Fünf Sterne ohne Grillo
Gründer verlässt die M5S / Deren Spitzenkandidat Luca Di Maio will aber weitermachen
Es war ein langer Abschied. Seit dem Tod seines Freundes und Mitbegründers der Bewegung 5 Sterne (M5S), Gianroberto Casaleggio, im Februar 2016 hat sich ein Spalt zwischen dem Kabarettisten Beppe Grillo und den Sternen aufgetan. Zu offensichtlich waren die Gegensätze zwischen Grillo und Casaleggios Sohn und Nachfolger Davide.
Nun hat der Komiker einen Schlussstrich gezogen und tritt wieder mit einem eigenen Internetportal an die Öffentlichkeit. »Ich kann nicht immer der Referent für eure Zukunft sein, gestaltet sie selbst«, zog Grillo sein Fazit. Luca Di Maio, Spitzenkandidat von M5S bei den bevorstehenden Parlamentswahlen, gibt sich optimistisch. »Grillo hat die Bewegung initiiert, doch jetzt sind wir stark, stehen auf eigenen Beinen und gehen unseren Weg.« Dies sei kein »Vatermord«, sondern die selbstbewusste Einschätzung einer politischen Bewegung, die eine große Wählerschaft hinter sich weiß, so Di Maio in einem Fernsehinterview.

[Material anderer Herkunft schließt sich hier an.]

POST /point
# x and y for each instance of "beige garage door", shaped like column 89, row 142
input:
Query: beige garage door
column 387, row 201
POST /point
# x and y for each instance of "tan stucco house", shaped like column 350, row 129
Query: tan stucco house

Differenzen zwischen Grillo und der Internetfirma Casaleggio Associati hatten sich bereits seit längerem abgezeichnet. Davide hatte eigene Intentionen zum Webauftritt, die nicht immer korrekt verliefen: Im Jahre 2016 wurde der Blog der Sterne beschuldigt, Falschinformationen ins Netz zu setzen, um politische Inhalte zu verkaufen. Dies, so Kritiker, vertrage sich nicht mit der ursprünglich propagierten Basisdemokratie im Netz. Auch dieser Vorwürfe wegen hatte sich Grillo immer weiter von der immerhin unter seinem Namen propagierten Seite zurückgezogen. Die nun erfolgte Trennung war die folgerichtige Konsequenz. Di Maio, der sich als der »politische Führer« der Bewegung bezeichnet hat, muss nun beweisen, ob er die Wählerschaft, die in der Vergangenheit M5S zu beachtlichen Erfolgen verholfen hatte, auch für den 4. März binden kann.
Es soll alles wieder so werden, wie es war, erklärt Beppe Grillo auf seinem neuen Internet-Blog. »Ich starte ein außerordentliches Abenteuer der Visionen, unter den Menschen, unter Künstlern und Wissenschaftlern, mit Ideen, die die Menschen vorwärtsbringen können.« Zu diesem Zweck sollen namhafte Autoren wie Nobelpreisträger Muhammad Yunus, Joseph Stiglitz und Dario Fo auf der neuen Webseite publizieren. Mit anderen Nobelpreisträgern will der Kabarettist und Blogger Grillo Interviews führen.
»Ich bin müde des ewigen Meinungsstreits, der ewigen Meinungsäußerungen. Ja, jeder hat ein Recht auf Meinung, aber jeder hat auch ein Recht auf Fakten«, erklärt Grillo mit einem Seitenhieb auf veröffentlichte Falschinformationen.
Grillo hatte sich nie um ein politisches Amt beworben, und dies nicht nur des Severino-Gesetzes wegen, dass Vorbestraften (in Grillos Fall wegen eines Verkehrsdelikts) öffentliche Ämter verbietet. Der Kabarettist verachtet die die Berufspolitiker, die nur zu ihrem eigenen Wohl und Ansehen ihr Metier ausübten.
In den kommenden Wochen wird sich zeigen, ob der von Luca Di Maio verkündete Optimismus ausreicht, die Wähler zu binden. Schwierigkeiten, die die M5S-Bürgermeisterinnen in Rom und Turin haben, lassen zweifeln, ob die Bewegung wirklich regierungsfähig ist. Genau dies aber braucht Italien nach den Wahlen Anfang März.